# Central PA storm 2/26 12 inches



## fireboy5722 (Feb 26, 2008)

here some pics from around the area with the storm we got.


----------



## fireboy5722 (Feb 26, 2008)

heres some more


----------



## Banksy (Aug 31, 2005)

Nice looking country.


----------



## NICHOLS LANDSCA (Sep 15, 2007)

You guys suck, it has been in the mid to high 30's for the last week and the forcast is high 30's for the next week and 41 on friday


----------



## bmh1202 (Sep 29, 2001)

What part of town are you in? I'm in Loyalsock and we only got about 6" out of that storm.


----------



## fireboy5722 (Feb 26, 2008)

Barbours, we did not get the wind you guys did.


----------



## wrtenterprises (Mar 10, 2001)

4.2" here in State College in regard to the 2-26 storm. Great Winter so far. Numerous 2"-5" events. Only (3) events over 8" this season. Love the small stuff, great profit margin..... 

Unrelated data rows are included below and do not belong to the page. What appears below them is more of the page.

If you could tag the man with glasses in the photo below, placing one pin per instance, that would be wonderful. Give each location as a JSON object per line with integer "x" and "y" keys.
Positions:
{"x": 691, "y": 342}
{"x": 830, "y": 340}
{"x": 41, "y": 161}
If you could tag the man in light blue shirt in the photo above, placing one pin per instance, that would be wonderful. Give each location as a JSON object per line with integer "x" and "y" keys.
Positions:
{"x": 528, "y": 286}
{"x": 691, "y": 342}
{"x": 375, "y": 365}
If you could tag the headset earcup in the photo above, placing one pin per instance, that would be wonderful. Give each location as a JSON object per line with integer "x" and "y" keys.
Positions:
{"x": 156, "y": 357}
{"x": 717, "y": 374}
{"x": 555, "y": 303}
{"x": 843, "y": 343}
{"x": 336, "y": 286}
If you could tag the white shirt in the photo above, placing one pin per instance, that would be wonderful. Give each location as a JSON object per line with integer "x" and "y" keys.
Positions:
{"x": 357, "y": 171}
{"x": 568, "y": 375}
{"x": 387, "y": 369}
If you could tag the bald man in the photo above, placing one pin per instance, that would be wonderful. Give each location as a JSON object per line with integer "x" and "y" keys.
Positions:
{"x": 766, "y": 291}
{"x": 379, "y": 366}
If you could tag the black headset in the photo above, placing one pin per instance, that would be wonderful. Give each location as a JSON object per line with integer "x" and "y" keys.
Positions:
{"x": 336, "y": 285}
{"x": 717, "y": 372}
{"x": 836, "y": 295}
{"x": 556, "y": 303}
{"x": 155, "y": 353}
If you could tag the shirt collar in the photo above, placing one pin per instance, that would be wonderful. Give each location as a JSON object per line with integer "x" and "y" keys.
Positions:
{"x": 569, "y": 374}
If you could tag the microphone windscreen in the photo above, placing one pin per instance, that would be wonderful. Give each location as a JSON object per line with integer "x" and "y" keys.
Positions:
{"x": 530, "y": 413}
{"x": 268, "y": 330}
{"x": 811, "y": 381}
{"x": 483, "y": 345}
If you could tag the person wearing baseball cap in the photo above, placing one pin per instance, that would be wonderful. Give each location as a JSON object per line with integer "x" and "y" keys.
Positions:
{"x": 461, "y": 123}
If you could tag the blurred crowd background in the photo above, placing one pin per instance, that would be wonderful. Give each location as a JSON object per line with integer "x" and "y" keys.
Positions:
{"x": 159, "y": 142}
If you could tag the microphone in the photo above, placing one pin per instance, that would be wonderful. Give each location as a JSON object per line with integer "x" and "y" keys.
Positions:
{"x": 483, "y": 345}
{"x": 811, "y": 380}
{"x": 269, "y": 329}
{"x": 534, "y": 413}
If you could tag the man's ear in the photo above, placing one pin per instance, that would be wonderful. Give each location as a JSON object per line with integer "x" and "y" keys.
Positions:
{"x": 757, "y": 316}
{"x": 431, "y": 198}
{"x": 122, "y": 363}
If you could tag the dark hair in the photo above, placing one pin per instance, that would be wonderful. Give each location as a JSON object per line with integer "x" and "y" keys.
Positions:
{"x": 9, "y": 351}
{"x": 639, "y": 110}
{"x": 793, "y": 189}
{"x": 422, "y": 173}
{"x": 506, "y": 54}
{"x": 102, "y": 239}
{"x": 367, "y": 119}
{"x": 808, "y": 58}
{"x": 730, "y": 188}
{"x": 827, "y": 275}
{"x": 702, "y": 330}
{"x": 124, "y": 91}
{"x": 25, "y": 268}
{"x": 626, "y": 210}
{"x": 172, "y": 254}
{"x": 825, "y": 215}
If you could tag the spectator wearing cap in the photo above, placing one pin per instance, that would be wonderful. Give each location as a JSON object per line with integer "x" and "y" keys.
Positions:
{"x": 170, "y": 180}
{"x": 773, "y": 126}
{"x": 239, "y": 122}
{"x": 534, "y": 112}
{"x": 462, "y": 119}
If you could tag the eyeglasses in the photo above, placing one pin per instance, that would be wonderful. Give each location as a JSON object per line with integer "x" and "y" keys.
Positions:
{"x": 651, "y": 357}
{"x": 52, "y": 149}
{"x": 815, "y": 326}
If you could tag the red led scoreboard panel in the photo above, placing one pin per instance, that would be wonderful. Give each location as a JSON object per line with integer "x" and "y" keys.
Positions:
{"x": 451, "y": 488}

Another Winter like this, and maybe I can afford to buy pair of Joe Pa's old glasses...


----------



## fireboy5722 (Feb 26, 2008)

I was just in State College on friday for a concert. We have not gotton many snow falls here, but when we do we get 3 inches or more, which is good for me because i only plow 3 or more. The only reason for this is most are gravel drives and less then 3 your are just moving gravel.


----------



## wrtenterprises (Mar 10, 2001)

You guys in Willamsport missed allot of the small storms this season according to my cousin. We had (6) events this month of over 2". I have been out 13 times this season and I only do residential......


----------



## J&R Landscaping (Dec 25, 2005)

Nice pictures!!


----------



## fireboy5722 (Feb 26, 2008)

thanks, ill tell my girl friend she took them.


----------